Traffic Signal and Street Light Information Sheets
Willis Lamm

Part Three

This document is a continuation from Part One

In 1949, General Electric changed the game with respect to lighting business districts and arterial streets.

Since the early 1900s inventors and designers had been experimenting with mercury vapor and other inert gasses as a source of light. Using the principle of the arc lamp, they could pass current through these gasses and they would glow. Mercury vapor gave off a comparatively bright light for the amount of current consumed.

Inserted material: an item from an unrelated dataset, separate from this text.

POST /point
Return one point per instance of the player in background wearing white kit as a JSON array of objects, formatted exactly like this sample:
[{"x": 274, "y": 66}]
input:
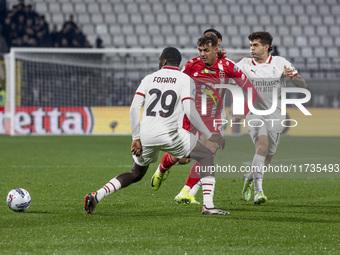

While some engineers worked on designing a more reliable mercury vapor lamp that produced less of a monochromatic color, others looked at the optical considerations. Nearly all street light designs were based on using incandescent lamps in which the actual light source (filament) was small. Mercury vapor lamps produced a comparatively long source of light, plus the lamp itself absorbed reflected light.

In 1946 Kurt Franck designed what was termed as an ovate refractor. Its premise was to receive light from the "tube" shape of a mercury vapor lamp. In 1949 Charles Rex designed an entire luminaire based somewhat on Frank's ovate design for use with a 400 watt mercury vapor lamp. Rex designed lamps for General Electric. While it wasn't until 1956 that the US Patent Office recognized Rex' design as new and inventive and issued a patent, GE had already hit the ground running.

Kurt Franck's ovate refractor.
Charles Rex' GE Form 109 Luminaire.

The Form 109 produced 23,000 lumens of light, an astounding amount of light production from a single street light luminaire, and when mounted at the correct elevation, the Form 109 gave off a broad illumination pattern that was prismatically primarily directed along the street.

Line Material Co. followed suit with its "Ovalite" series of mercury vapor lamps and Westinghouse hit the market with its OV-20 lamp.

Line Material "Ovalite."
Westinghouse OV-20.

Then along came the cobraheads, a larger but streamlined design that could also contain the lamp's ballast and starting capacitors. GE used similar optics on two models, the Form 400 that was an externally ballasted 400 watt mercury vapor lamp and the M-400, that enclosed the same lamp with a smaller ballast and capacitor lighting package.

GE Form 400
GE M-400.

Concurrent with the develop of mercury vapor lamps was the development of the high intensity fluorescent lamp. These lamps were relatively popular in the 1950s and 60s as they gave off a pleasant white light with little relative glare and high color renditioning. They were preferred in downtown areas where it was desirable to light streets, sidewalks and storefronts.

Fluorescent street lamps had issues with extreme temperatures, experiencing reduced light output in extremely cold weather and ballast failures in extremely hot weather. Ultimately the simpler mercury vapor and sodium vapor lamps won the market.

Low pressure sodium vapor (LPS) lighting was being developed as far back as the 1920s. In 1934 Cromwell Halvorson developed a practical low pressure sodium lamp for GE that was widely accepted and was installed in architecturally significant locations such as the Golden Gate Bridge.

Low pressure sodium generated significant light output with very low power requirements. GE's M2 lamp only required 70 watts of power. The monochromatic amber light produced very little undesirable light pollution. However monocrhomatic lighting provides poor color rendition on the objects being illuminated. Subsequent lighting safety studies revealed that the breaking reaction time under more full spectrum lighting improved by 25 percent as compared to monochromatic lighting.

Engineers discovered that high pressure sodium vapor (HPS) was still very efficient in light produced per watt of power consumed, and HPS color was significantly better than with earlier LPS lamps. HPS was also much more efficient than mercury vapor. A 150 watt HPS lamp would produce more light than a 250 watt mercury vapor lamp, so HPS eventually replaced most of the LPS and mercury vapor luminaires.